Here's the problem, as I've said above.
It's a departure. It's too far from the "zombie" lore we're used to, and it simultaneously commits the same mistake I felt Secret Circle did... there isn't enough "normal."
Whereas I looked at Secret Circle through the lens of The Vampire Diaries (same source material author, same two producers adapting it), I think Awakening, more than anything, wants to be the True Blood of zombie television series. So let's look at it like that.
Yeah, there's the gore, the camp, the horror. But it's from the wrong point of view, and you really don't get much in the way of seductive romance between Jenna and Matt.
We're not in the POV of Sookie Stackhouse and the residents of Bon Temps dealing with their first real vampire coming to town in the aftermath of the vampires "coming out of the coffin" (granted, I definitely do not think the pilot of True Blood was its strongest hour). We're in the POV of the zombies.
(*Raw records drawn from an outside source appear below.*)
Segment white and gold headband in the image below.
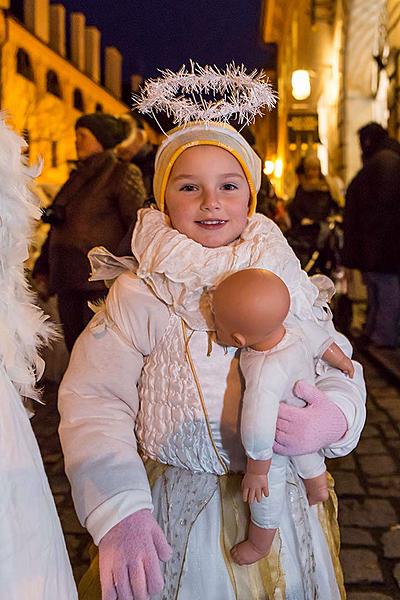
[134,61,277,216]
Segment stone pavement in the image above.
[32,356,400,600]
[328,356,400,600]
[31,383,91,584]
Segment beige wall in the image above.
[262,0,390,196]
[0,11,129,186]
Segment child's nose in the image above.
[201,190,220,210]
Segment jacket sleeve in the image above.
[116,162,146,231]
[59,273,168,543]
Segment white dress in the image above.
[59,211,365,600]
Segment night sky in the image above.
[54,0,274,80]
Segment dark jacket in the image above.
[342,148,400,273]
[288,184,340,227]
[33,151,145,294]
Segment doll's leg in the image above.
[292,453,329,506]
[304,472,329,506]
[231,454,288,565]
[231,521,276,565]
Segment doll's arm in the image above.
[322,342,354,378]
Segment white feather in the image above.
[132,61,277,126]
[0,113,54,400]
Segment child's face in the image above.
[165,146,250,248]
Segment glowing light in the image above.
[292,69,311,100]
[274,158,283,179]
[264,160,275,175]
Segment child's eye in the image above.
[179,183,197,192]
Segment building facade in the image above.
[0,0,129,196]
[262,0,392,197]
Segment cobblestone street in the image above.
[33,352,400,600]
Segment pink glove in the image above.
[274,381,347,456]
[99,509,172,600]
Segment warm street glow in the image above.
[264,160,275,175]
[292,69,311,100]
[274,158,283,179]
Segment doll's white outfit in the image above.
[0,116,77,600]
[240,321,333,529]
[59,209,365,600]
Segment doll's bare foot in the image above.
[304,473,329,506]
[231,523,276,565]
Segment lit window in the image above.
[17,48,35,81]
[51,141,58,168]
[46,69,62,98]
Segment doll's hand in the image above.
[339,356,354,379]
[99,509,172,600]
[242,473,269,502]
[274,381,347,456]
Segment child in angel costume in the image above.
[212,269,354,565]
[59,65,365,600]
[0,115,77,600]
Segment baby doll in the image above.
[213,269,354,564]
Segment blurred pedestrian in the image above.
[343,123,400,348]
[33,113,145,351]
[115,112,157,197]
[288,154,340,227]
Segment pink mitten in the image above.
[99,509,172,600]
[274,381,347,456]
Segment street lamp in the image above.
[264,160,275,175]
[292,69,311,100]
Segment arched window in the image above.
[74,88,85,112]
[46,69,62,98]
[17,48,35,81]
[21,127,31,158]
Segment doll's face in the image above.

Lots of zombies, who have their whole culture and community and it's all just immediately thrown in our faces without anyone besides Jenna, the vegetarian zombie, to connect to on an emotional level.
Is an audience really going to connect with Jayce, the homicidal, human-hunting, flesh-eating zombie? She's not even a delicious villain in the way you knew Damon Salvatore was going to develop into in TVD, or Eric Northman in True Blood (who... not introduced until, what, episode 10 of the first season?)
There's a reason Twilight was told from Bella's POV. There's a reason Elena is the main character of The Vampire Diaries. There's a reason Sookie is the main character of True Blood. They're the humans (okay, that's not entirely true of Sookie). They're us. And a crazy world is unfolding around them and we get sucked into it with them, as they fall in love with a "vegetarian" representative of the supernatural. Jenna, who in the preceding examples would be the Edward/Stefan/Bill, is the main character, instead of her human love interest.
There's also a reason why most zombie fiction (that I'm aware of) is about the human survivors. That's what we connect to. Survival.
Awakening lacks both those things. It's missing the human side.
UPDATE: Oh, I forget to mention something I tweeted about as I was reading. Let's play a game of "You know it's a CW script when"! You know it's a CW script when even the mid-50s mother character, Eunice, is described as "sexy." I'm not saying people in their mid-50s can't, or aren't, sexy. I just think pointing it out is a very "CW" thing to do in the script.